We on this list know that protest and controversy, once taken to the
net, can ignite and blaze into a firestorm within hours. But back away
from the blaze, the rest of America has a calmer, more complicated view.
In the big picture, a few truths are obvious:
1. Many American consumers, academics and software coders are convinced
that thier rights have been trampled on and stolen.
2. Many American Companies are convinced there property is being stolen.
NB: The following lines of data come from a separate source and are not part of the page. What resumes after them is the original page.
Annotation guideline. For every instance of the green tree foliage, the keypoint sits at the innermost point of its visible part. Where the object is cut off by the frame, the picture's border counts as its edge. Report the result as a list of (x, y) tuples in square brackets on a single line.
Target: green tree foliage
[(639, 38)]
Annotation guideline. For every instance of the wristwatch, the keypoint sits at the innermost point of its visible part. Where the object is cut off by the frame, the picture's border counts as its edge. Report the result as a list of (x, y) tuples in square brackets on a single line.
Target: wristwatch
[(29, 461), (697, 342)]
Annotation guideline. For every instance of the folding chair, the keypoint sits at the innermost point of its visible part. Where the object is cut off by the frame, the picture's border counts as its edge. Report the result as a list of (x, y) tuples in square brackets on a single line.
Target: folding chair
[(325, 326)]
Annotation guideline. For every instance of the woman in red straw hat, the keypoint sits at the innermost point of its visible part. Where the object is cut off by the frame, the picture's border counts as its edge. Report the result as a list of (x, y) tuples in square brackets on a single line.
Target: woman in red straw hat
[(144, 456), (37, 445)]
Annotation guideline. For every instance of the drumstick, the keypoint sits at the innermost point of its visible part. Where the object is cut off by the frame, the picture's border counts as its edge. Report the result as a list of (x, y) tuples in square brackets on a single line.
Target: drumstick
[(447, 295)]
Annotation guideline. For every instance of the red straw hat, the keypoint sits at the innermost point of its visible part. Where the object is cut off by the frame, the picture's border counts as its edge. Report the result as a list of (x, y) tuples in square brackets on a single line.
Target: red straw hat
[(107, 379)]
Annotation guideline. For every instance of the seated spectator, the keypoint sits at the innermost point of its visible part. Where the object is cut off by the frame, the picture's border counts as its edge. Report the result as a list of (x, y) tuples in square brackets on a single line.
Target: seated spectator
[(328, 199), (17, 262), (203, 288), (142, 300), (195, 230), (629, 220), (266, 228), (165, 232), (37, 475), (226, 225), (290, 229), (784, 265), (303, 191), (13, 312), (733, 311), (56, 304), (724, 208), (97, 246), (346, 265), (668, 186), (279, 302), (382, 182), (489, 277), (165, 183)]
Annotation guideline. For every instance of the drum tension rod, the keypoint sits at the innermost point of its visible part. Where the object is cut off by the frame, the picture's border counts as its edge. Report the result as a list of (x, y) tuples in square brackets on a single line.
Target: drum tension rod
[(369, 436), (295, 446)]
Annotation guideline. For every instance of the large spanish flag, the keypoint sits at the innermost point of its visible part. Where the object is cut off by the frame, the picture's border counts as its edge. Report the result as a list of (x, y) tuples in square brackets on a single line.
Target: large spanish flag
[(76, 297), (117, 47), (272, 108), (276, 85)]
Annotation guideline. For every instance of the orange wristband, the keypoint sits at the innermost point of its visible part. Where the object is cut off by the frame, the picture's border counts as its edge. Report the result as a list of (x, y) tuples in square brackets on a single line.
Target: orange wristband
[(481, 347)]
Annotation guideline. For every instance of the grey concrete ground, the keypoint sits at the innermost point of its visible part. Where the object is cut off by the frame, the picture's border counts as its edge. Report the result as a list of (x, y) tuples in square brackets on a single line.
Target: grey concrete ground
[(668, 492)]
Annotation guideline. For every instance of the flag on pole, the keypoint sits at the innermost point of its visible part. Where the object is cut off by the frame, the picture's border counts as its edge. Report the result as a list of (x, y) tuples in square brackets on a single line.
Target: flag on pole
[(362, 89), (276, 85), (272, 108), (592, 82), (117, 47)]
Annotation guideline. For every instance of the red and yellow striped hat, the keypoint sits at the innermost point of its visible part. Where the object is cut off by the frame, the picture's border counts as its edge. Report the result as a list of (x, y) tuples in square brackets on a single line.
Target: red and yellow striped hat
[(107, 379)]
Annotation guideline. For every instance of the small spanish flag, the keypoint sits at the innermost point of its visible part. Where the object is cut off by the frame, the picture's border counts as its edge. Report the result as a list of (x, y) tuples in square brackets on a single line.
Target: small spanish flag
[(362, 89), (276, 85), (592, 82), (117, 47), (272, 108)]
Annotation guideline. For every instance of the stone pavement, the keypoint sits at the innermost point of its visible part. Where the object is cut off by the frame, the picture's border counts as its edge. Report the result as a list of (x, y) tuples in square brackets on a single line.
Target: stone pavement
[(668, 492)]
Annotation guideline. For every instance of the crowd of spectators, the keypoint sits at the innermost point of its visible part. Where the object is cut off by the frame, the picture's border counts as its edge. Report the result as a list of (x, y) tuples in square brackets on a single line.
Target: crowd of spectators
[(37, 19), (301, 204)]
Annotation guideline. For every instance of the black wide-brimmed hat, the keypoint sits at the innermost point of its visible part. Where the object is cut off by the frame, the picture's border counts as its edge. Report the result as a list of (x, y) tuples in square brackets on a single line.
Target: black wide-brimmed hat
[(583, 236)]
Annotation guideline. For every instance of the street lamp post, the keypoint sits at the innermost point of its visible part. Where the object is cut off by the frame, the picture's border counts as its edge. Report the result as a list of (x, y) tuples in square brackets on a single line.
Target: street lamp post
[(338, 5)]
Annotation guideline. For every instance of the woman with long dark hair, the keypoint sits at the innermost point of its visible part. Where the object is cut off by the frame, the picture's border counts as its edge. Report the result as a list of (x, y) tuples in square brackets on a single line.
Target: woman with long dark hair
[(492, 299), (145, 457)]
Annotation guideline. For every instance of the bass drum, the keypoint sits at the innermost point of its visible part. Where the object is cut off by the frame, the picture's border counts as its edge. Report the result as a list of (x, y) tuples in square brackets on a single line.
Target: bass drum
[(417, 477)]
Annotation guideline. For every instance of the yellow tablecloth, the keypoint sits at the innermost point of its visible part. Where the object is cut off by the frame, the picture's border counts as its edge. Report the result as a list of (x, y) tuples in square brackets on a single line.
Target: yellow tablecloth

3. A distracted American Congress is wondering how a unanimous vote
could dissolve into such controversy.
4. The American Supreme Court is tracking this legal hurricane as it
moves towards thier doorstep.
5. Without consensus or clarification, the FBI is left to enforce thier
interpretation of the Law.
But that's just the big picture. First we must deal with the little
picture. The one that includes Dmitry.
I believe that somewhere in this confusing little picture, there is a
simple truth. A young Russian man has become trapped in a firestorm of
controversial, untested, American legislation.... and he needs to go
home to his family.
If all five big picture players step back for a while, I think they will
see that Dmitry is not an evil cracker. Nor a thief of intellectual
property. Nor a martyr for our cause. He's just a young PHD student from
Moscow, a Russian father of two Russian children, who does not belong at
ground zero of the protracted, rapidly escalating battle over the
American DMCA.
So let's do the right thing. The compassionate thing. Let's rally on
Monday; but not a protest rally -- a humanitarian rally. Leave the
"BOYCOTT ADOBE!" signs and the "REPEAL DMCA NOW!" signs at home.
Replace them with "PLEASE FREE DMITRY" and "LET DMITRY GO HOME".
Let's allow Adobe to do the right thing. The humanitarian thing. Let
Dmitry go home.
Let's allow the FBI a respectable out. They cannot tolerate otherwise.
And we all know they're in need of a little more respect nowadays.
To do otherwise would not only lack diplomacy. It would lack ruth.
Then all players can retrench, raise thier legal arguments and wage this
DMCA battle through the Supreme Court right back into Congress.
In short, let's push this smelly pile of DMCA pooh back into Congress.
But lets not pulverise a young Russian in the process!